What does a p-value less than 0.05 indicate in a medical study?
A p-value less than 0.05 in a medical study suggests that there is less than a 5% probability that the observed results are due to random chance, assuming the null hypothesis is true. This typically indicates statistically significant results, leading researchers to consider alternative hypotheses or findings potentially meaningful.
How is the p-value used to determine statistical significance in clinical trials?
In clinical trials, a p-value is used to determine statistical significance by indicating the probability that the observed results occurred by chance. A p-value below a predetermined threshold (commonly 0.05) suggests that the treatment effect is statistically significant, implying it's unlikely the result is due to random variability.
What are common misconceptions about p-value interpretation in medical research?
Common misconceptions include believing that a p-value measures the probability that the null hypothesis is true, mistaking a non-significant p-value for evidence of no effect, overvaluing statistical significance over clinical relevance, and thinking a p-value alone provides a measure of effect size or practical significance.

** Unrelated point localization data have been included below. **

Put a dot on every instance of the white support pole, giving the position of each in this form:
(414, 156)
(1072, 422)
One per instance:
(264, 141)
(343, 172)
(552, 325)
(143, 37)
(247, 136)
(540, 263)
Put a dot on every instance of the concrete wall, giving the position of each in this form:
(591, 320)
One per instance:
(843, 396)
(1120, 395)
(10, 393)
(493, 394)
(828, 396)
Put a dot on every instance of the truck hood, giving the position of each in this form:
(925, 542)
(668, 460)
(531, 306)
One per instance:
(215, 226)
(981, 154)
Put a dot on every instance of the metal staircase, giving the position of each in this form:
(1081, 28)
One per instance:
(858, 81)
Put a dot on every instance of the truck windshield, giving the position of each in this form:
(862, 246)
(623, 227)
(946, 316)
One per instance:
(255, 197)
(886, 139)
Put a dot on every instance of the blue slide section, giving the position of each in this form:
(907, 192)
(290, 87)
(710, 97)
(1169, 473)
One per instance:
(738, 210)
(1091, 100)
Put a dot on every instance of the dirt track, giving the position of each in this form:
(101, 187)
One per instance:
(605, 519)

What factors can affect the interpretation of p-values in medical studies?
Factors affecting the interpretation of p-values in medical studies include sample size, study design, the presence of multiple comparisons, the underlying assumptions of the statistical tests used, and the distinction between statistical significance and clinical relevance.
How does sample size influence the interpretation of p-values in medical research?
Larger sample sizes generally provide more reliable p-values, as they can detect smaller true effects and result in narrower confidence intervals. However, with large sample sizes, even trivial differences may become statistically significant, potentially leading to over-interpretation of clinical significance. Conversely, small sample sizes may result in type II errors. Thus, interpreting p-values must consider sample size's impact on statistical and clinical significance.